One of the country's largest mortgage lenders, FHB said in a statement that it bought out a HUF252m (€820,250) capital increase by Takarekbank held on February 3.

It has long been speculated that FHB is planning to take control of Takarekbank, the umbrella bank for the country's savings cooperatives, with the state set to sell its 55% stake within two months. But a spokesman for FHB declined to say whether whether the bank wants to buy that stake too, reports Reuters. Hungary is set to sell its Takarekbank stake by March 15, reports Bloomberg, referring to a cabinet decision in December.

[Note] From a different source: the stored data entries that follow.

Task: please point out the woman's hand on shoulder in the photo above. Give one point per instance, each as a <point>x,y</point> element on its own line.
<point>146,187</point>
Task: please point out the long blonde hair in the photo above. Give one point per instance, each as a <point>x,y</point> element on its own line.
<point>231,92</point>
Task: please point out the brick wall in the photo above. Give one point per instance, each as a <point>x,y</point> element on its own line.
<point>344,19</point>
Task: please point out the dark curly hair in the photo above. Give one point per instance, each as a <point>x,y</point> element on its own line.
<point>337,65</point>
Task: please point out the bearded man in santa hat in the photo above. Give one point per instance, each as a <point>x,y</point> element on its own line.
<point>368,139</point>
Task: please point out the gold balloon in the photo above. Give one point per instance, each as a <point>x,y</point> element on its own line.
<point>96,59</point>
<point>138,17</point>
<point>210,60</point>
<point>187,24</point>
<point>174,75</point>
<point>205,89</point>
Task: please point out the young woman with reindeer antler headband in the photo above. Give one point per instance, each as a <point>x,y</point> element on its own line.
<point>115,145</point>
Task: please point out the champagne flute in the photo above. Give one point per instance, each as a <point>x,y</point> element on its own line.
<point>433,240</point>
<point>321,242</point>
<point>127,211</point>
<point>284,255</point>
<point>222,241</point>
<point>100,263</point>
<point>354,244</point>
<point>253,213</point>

Ahead of the capital increase, the state held a stake of more than 35% in Takarekbank through state development bank MFB, and a further 19.3% stake via Hungarian Post.

FHB is seeing "organic growth" from Hungary's improving macroeconomic environment and increasing margins, Jozsef Miro, an equity analyst at Erste told Bloomberg in mid-January. In addition, the banks shares have more than doubled in price since mid-October on the back of speculation of a Takarekbank purchase. FHB chairman Zoltan Speder, this year increased his shareholding in FHB to 20%.

The Takarekbank network - 1,600 outlets, constituting close to 40% of total bank branches in the country - is seen as important for the centre-right, paternalistic Fidesz government. Its branches are, for the most part, set in smaller towns in rural Hungary, where support is at its greatest.

The government has recently been concentrating on developing alternative means of getting credit to the economy, its rough treatment of the major banks having seen lending virtually come to a standstill. The central bank's Funding for Growth scheme to small business and for house improvements is seen as vital to keep Hungary's economic recovery on track. Takarekbank was thrust to the forefront of the scheme as it started up earlier this year, despite holding just a 5% market share overall at the time.

MFB bought its stake in Takarekbank from Germany's DZ Bank in 2012, as part of Orban's strategy for the state to fill the lending void. In June, Budapest unveiled a plan to pump HUF100bn (€335m) into Takarekbank to prepare it for the role. A spokesman explained at the time that the cash would be used to "reorganize" the country's cooperative banks.

The likely sale to FHB suggests that with loyalists now in control at the central bank and driving lending, the government is happy to have local investors help develop Hungarian banking.